El C919 de un solo pasillo voló de Shanghái a Beijing el domingo luego de más de una década de desarrollo y un apoyo estimado de $ 72 mil millones de Beijing.
El avión ha impulsado las aspiraciones del líder chino, Xi Jinping, que apunta a la autosuficiencia tecnológica de su país frente a la intensificación de las tensiones comerciales con Estados Unidos. La perspectiva, aunque a largo plazo, de una industria china de aviones de pasajeros podría representar una amenaza para el duopolio Boeing-Airbus.
El C919 fue construido por el campeón aeroespacial respaldado por el estado Comac y el primer vuelo fue operado por la aerolínea nacional China Eastern. Los medios nacionales anunciaron el evento como “un día para recordar” y señalaron que Comac había recibido más de 1000 pedidos de 32 clientes, hasta finales de 2022.
“El desarrollo exitoso del C919 indica que China tiene la capacidad de desarrollar de forma independiente grandes aviones de pasajeros”, dijo Xinhua, la agencia estatal de noticias.
A pesar de que el proyecto está en marcha desde 2008 y un vuelo inaugural planeado por primera vez para 2014, la emoción se ha ido acumulando en los últimos meses a medida que el avión recibió la aprobación regulatoria en China y se acercó a la operación comercial.
En octubre, el presidente Xi recibió al equipo de desarrollo del C919 en el Gran Salón del Pueblo en Beijing, elogiando al grupo como “la columna vertebral” del país y como “héroes”.
“El hecho de que los aviones chinos vuelen por el cielo encarna la voluntad de nuestro país, el sueño de nuestra nación y las expectativas de nuestro pueblo”, dijo Xi en ese momento, y agregó que los avances en la fabricación nacional “ayudarían a hacer realidad el sueño chino de una nación nacional”. rejuvenecimiento”.
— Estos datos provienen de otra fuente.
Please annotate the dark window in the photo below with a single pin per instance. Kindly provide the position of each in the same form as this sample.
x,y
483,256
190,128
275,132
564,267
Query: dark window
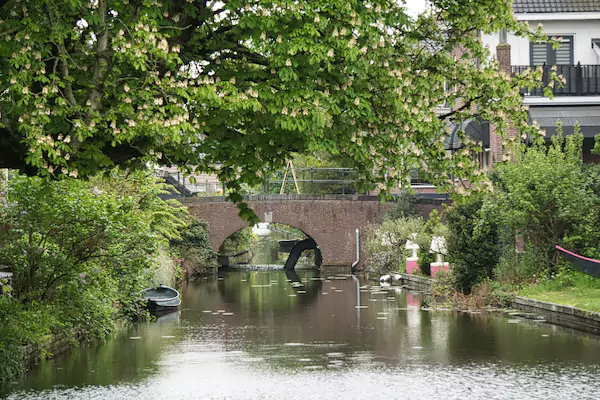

Los analistas han dicho que esperan que Comac comience a reducir la participación de mercado de Boeing y Airbus en el enorme mercado de aviación de China, así como en algunos países en desarrollo. Sin embargo, el C919 no tiene aprobación regulatoria en EE. UU. o Europa.
Los analistas también han señalado que el avión depende de proveedores occidentales para componentes críticos. Eso plantea la posibilidad de que la industria de la aviación se vea envuelta en controles más estrictos sobre las exportaciones de tecnología de EE. UU. a China que ya han afectado a los fabricantes de chips del país.
La seguridad de las aerolíneas se ha enfrentado a un nuevo escrutinio en China desde marzo pasado, cuando el vuelo MU5735 de China Eastern Airlines, un Boeing 737 que transportaba a 132 personas, se estrelló en la región sur de Guangxi, matando a todos a bordo.
Cuando el C919 despegó el domingo, los medios estatales destacaron las credenciales de seguridad del avión, incluidas las pruebas en entornos naturales extremos, como alta temperatura, alta humedad, frío severo, ráfagas y condiciones de congelación.
“Su desempeño en seguridad, confiabilidad y protección ambiental ha sido evaluado exhaustivamente”, dijo Xinhua.